SLE関連肺動脈性肺高血圧症における水素カプセル摂取による二相性免疫調節:症例報告
A 45-year-old Taiwanese woman diagnosed with systemic lupus erythematosus (SLE) complicated by pulmonary arterial hypertension (PAH) underwent serial immunophenotyping before, during, and after hydrogen capsule intake. During the intake period, KLRG1-positive T cells and CD39+Helios-negative regulatory T cell (Treg) subsets were markedly reduced, and regulatory B cells (Bregs) showed a parallel decline. Following discontinuation, all these immune populations rebounded toward baseline levels. The findings indicate a biphasic immunomodulatory pattern: an initial phase of dampened immune activation during hydrogen exposure, succeeded by a regulatory rebalancing phase after cessation. Clinical improvement was also noted during the intake period. This case highlights the dynamic interplay between molecular hydrogen and immune cell populations in autoimmune-associated vascular disease.
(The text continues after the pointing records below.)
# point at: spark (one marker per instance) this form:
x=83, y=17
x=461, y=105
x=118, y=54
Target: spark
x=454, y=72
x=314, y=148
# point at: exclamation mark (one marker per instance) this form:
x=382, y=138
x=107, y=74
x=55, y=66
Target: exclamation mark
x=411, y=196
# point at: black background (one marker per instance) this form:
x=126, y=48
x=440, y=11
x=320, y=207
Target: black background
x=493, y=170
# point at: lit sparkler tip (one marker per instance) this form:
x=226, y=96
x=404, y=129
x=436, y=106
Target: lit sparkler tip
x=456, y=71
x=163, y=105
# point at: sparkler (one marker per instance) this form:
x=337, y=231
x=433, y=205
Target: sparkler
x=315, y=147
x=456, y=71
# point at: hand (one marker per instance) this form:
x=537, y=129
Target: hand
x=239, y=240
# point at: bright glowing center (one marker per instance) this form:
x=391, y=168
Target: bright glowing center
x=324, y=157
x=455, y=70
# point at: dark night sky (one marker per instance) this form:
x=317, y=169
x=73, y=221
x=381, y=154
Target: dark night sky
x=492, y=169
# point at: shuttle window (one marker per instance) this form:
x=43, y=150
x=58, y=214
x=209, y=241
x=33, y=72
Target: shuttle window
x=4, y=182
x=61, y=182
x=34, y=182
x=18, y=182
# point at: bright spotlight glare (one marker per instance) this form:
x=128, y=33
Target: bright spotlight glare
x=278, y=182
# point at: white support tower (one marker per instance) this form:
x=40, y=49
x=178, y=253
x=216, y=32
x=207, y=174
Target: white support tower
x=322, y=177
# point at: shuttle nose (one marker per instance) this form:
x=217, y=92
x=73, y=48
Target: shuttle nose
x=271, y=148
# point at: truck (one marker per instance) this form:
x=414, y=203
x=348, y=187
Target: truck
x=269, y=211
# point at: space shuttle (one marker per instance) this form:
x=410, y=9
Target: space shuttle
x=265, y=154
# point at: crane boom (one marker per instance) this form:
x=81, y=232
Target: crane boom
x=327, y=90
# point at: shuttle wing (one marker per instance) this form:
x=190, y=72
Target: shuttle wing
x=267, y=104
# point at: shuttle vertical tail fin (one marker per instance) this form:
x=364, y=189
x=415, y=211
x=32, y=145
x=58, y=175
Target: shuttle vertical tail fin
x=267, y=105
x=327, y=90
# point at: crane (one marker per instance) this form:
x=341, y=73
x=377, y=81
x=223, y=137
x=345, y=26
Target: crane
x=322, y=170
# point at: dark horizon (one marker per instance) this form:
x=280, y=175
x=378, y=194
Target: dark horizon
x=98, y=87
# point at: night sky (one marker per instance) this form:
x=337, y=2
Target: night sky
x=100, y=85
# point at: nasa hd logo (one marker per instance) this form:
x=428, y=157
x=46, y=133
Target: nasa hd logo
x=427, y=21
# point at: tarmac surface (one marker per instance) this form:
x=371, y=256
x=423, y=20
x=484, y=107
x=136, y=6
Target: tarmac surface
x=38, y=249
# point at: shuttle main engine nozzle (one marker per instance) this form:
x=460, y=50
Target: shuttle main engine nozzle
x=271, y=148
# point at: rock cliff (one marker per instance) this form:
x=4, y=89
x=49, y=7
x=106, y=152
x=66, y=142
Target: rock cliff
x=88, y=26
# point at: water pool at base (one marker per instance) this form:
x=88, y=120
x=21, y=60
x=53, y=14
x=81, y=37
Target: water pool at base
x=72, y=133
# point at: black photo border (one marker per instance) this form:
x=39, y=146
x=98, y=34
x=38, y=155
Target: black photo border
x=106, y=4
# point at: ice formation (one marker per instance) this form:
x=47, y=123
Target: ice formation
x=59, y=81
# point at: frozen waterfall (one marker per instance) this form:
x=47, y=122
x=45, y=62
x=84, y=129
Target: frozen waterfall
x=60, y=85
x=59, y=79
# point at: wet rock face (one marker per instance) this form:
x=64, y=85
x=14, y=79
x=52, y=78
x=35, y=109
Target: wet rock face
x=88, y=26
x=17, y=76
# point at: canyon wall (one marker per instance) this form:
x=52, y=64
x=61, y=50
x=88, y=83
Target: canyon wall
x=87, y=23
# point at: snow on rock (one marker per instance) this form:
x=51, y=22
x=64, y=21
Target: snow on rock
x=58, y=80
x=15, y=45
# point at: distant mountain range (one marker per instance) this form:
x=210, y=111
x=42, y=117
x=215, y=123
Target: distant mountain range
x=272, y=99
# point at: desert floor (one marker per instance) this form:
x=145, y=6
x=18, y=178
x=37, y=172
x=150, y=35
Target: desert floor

Molecular hydrogen, acting as a selective antioxidant and anti-inflammatory agent, transiently suppressed KLRG1+ exhausted T cells, CD39+Helios- Tregs, and Bregs during intake; cessation led to a regulatory rebound, indicating a biphasic immunomodulatory mechanism in autoimmune vascular disease.
Hydrogen-rich water is a low-risk delivery route, but the achievable systemic hydrogen dose is bounded. For clinical applications, inhalation is the most efficient route; inhalation, however, carries explosion risk, and concentration matters (empirical LFL of 10% applies to inhalation environments; high-concentration devices are documented in the Consumer Affairs Agency accident database and are not recommended).